Let’s now load dplyr and create a function that will help us check out predictions faster:
library(dplyr)
CheckELO <- function(K=20, Kmargin=20, R=0.1, start.season=2012, end.season=2016){
results <- data.frame(season=numeric(), RMSE=numeric(), LogLoss=numeric())
f <- updateELO(reg %>% filter(Season==start.season), K=K, Kmargin=Kmargin)
res <- EvaluateELO(f, tourney, season=start.season)
results[1,] <- as.numeric(c(start.season, res))
if(length(start.season:end.season)>1){
for (i in seq_along((start.season:end.season)[-1])){
f <- RegressElos(f, R)
f <- updateELO(reg %>% filter(Season==start.season+i), K=K, Kmargin=Kmargin, start.elos=f)
res <- EvaluateELO(f, tourney, season=start.season+i)
results[1+i,] <- as.numeric(c(start.season+i, res))
}
}
return(results)
}
We can use this to create predictions using the 2012 to 2015 season as we did before. The ELO’s in this function build on themselves, meaning that the ELO ratings for one season (after being regressed towards 1500) act as the starting values for the next season.
eloresults <- CheckELO(K=20, Kmargin=25, R=0, start.season=2012, end.season=2016)
eloresults
We could also go back considerably further, let’s say to the year 1985 (the first year in our data set):
eloresults <- CheckELO(K=20, Kmargin=25, R=0, start.season=1985, end.season=2016)
Since, ELO values depend on prior years they may need a couple of years to build on before showing their quality so we can average them starting in the year 1988.
eloresults %>% filter(season>=1988) %>% summarize(rmse=mean(RMSE), logloss=mean(LogLoss))
We could also graph our results:
library(ggplot2)
eloresults %>% filter(season>=1988) %>% ggplot(aes(season, LogLoss)) + geom_point()
When we’re reading to try a new combination of parameters, we can run this procedure again:
eloresults <- CheckELO(K=40, Kmargin=10, R=0.1, start.season=1985, end.season=2016)
eloresults %>% filter(season>=1988) %>% summarize(rmse=mean(RMSE), logloss=mean(LogLoss))

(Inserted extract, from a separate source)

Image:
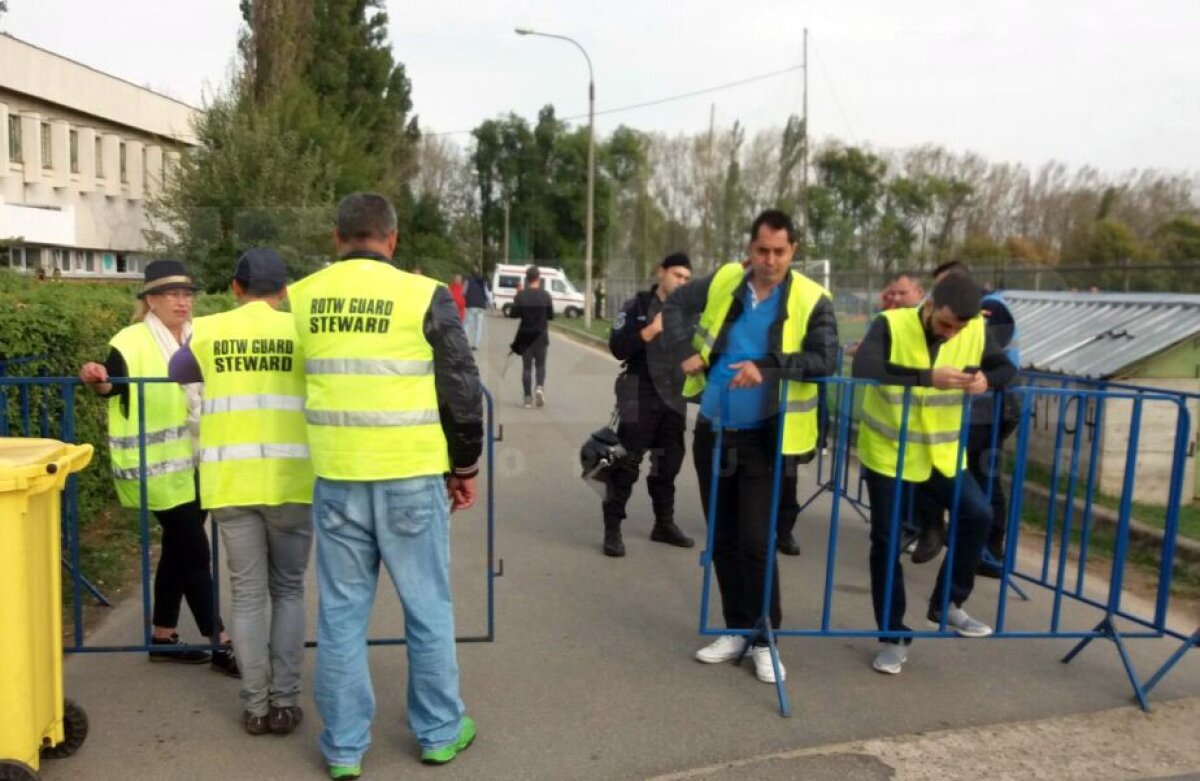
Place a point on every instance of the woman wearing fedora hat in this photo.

Find the best combination of parameters.
When comparing the accuracy of different sets of parameters, make sure that you are comparing them using the same set of years (some years tournaments have been easier to predict than others).
While it makes sense to test your models on multiple years (and more data is often better) it could well be that college basketball has changed considerably since 1985 and the model that worked best then isn’t the best model now. You will also save time by using some but not all of the years in the data set.
Be scientific, try change one (or at most two) parameters at a type and recording the results. You may even want to create a Google Spreadsheet where you track different combinations of parameters and the average RMSE and Log Loss. Again, remember to use a consistent set of years.